The principle of suicide gene therapy stems from the long history of drug discovery and development focusing on the treatment of microbial infections. The enyzmes encoded by suicide genes are important components in metabolic conversion pathways within bacteria, viruses, or fungi (5). The effect of a prodrug on human cells that have been transduced with a suicide gene therefore parallels the effect of an antibiotic on a human bacterial infection. The microbial origin of these enzymes provide 2 important safety and specificity features of suicide gene-prodrug therapy that are similar or identical to the features of antibiotic or antiviral therapy. First, the en-yzmes and the associated metabolic pathway may be completely specific to microbial cells and not found in mammalian cells. Because mammalian cells lack the enzyme encoded by the suicide gene, systemic administration of the prodrug has no toxic effect on any human tissue or cell that has not been engineered to express the selected suicide gene (6). Second, certain mammalian cells may actually express the enyzme, but the specific prodrug chose may be a poor substrate for the mammalian form of the enzyme and an excellent substrate for the bacterial or viral form. Again in this scenario, administration of the prodrug would be harmless to the mammalian cell that has not been engineered to overexpress the nonmam-malian enzyme. The prodrug is therefore similar to or may actually be a form of antibiotic or antiviral medicine. Systemic administrations of the prodrug will produce effects limited to cells expressing the suicide gene and the microenvironment surrounding these cells and would not cause significant systemic toxicity.

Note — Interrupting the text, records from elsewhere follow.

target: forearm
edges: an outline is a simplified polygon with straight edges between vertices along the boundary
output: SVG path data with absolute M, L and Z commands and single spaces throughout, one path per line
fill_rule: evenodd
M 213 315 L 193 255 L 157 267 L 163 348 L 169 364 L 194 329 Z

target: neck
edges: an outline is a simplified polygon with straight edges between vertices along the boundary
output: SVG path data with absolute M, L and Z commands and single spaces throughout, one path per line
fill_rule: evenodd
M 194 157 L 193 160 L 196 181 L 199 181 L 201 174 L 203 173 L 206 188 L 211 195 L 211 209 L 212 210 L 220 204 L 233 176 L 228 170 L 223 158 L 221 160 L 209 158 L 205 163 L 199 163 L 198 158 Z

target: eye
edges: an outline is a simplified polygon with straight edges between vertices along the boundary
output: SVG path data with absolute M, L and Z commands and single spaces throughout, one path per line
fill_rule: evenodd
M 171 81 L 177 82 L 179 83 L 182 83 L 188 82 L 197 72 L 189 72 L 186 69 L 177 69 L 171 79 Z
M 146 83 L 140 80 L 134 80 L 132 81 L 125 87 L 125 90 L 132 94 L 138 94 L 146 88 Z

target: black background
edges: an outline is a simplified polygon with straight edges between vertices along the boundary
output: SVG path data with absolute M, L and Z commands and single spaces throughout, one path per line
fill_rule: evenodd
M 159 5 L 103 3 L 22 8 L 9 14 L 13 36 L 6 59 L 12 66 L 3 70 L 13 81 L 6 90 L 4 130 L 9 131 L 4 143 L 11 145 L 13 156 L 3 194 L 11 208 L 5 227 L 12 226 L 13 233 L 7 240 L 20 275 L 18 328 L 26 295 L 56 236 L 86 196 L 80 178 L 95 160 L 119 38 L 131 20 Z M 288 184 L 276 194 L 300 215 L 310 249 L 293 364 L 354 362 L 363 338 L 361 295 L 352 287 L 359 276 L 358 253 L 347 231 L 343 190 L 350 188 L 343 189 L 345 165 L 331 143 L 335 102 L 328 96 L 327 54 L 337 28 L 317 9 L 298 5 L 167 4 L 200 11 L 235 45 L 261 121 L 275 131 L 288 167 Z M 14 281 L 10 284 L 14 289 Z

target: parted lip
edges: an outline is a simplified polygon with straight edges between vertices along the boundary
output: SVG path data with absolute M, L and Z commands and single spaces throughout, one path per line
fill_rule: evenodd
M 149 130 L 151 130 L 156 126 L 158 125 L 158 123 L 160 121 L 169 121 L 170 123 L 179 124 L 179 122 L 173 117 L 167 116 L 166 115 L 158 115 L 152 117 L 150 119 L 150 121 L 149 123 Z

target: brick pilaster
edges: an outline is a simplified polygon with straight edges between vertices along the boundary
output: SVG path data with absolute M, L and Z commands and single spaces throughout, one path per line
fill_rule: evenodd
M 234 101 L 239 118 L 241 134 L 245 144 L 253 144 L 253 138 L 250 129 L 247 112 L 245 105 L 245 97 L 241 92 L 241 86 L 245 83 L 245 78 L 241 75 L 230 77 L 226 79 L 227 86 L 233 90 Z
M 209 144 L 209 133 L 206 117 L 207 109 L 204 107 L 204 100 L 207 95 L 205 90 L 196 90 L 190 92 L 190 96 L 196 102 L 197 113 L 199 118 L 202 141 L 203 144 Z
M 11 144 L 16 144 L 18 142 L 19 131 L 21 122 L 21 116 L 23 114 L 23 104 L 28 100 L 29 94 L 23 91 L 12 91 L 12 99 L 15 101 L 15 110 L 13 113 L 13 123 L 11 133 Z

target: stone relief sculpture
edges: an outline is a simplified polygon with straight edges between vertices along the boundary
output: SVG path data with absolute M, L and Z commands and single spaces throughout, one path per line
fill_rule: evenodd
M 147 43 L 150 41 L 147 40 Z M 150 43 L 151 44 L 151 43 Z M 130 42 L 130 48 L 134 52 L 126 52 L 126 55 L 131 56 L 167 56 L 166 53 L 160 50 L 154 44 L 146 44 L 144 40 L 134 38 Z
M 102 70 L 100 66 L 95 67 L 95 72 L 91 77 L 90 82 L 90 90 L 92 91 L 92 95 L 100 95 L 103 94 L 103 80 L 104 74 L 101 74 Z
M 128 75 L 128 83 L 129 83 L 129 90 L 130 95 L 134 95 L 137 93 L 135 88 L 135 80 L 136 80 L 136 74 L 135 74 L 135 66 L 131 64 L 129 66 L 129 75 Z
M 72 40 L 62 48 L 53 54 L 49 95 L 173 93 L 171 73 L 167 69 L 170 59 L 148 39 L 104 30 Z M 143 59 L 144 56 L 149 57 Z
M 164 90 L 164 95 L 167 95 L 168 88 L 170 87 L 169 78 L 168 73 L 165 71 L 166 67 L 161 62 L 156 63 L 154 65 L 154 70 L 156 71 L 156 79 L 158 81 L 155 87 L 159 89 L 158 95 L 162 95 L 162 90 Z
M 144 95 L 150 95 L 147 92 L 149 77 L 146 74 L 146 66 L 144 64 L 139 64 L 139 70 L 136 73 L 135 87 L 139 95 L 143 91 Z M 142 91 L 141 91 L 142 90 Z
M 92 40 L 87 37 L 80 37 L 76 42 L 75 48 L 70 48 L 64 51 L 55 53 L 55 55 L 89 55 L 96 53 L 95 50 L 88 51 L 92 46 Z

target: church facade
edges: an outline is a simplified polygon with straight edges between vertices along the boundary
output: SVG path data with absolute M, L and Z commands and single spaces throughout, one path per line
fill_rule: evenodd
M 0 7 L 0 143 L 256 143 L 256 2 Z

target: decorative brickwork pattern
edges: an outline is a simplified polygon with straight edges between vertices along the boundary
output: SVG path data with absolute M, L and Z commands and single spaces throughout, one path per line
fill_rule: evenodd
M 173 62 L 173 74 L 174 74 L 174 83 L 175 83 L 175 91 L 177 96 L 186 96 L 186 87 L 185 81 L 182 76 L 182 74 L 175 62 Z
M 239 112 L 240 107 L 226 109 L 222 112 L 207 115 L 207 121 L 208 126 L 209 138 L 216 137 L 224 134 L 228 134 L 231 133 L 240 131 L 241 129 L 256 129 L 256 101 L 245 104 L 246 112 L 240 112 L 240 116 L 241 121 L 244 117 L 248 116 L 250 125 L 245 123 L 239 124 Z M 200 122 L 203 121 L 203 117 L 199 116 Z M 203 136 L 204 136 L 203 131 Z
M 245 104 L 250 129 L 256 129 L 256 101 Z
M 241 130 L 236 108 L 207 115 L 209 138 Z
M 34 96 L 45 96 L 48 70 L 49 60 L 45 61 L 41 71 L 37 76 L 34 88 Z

Another general safety feature for suicide gene therapy lies within the actual mechanism of cytotoxicity that results from the conversion of the prodrug to a toxic metabolite. Because the majority of these metabolites inhibit cellular nucleic acid synthesis pathways, the delivery of the suicide gene and administration of the prodrug would have a preferential cyto-toxic affect on actively dividing cells. With respect to tumor cell populations vs. normal mammalian cells, the tumor would be more susceptible to the effects of suicide gene therapy. Some suicide gene therapy systems do not show preference for dividing cells, which raises a safety issue. Surrounding normal tissue may be inadvertently injured after exposure and subsequent transduction by the suicide gene. Selection and application of gene delivery techniques are therefore important in targeting the tumor while minimizing exposure to normal or systemic tissues to the suicide gene.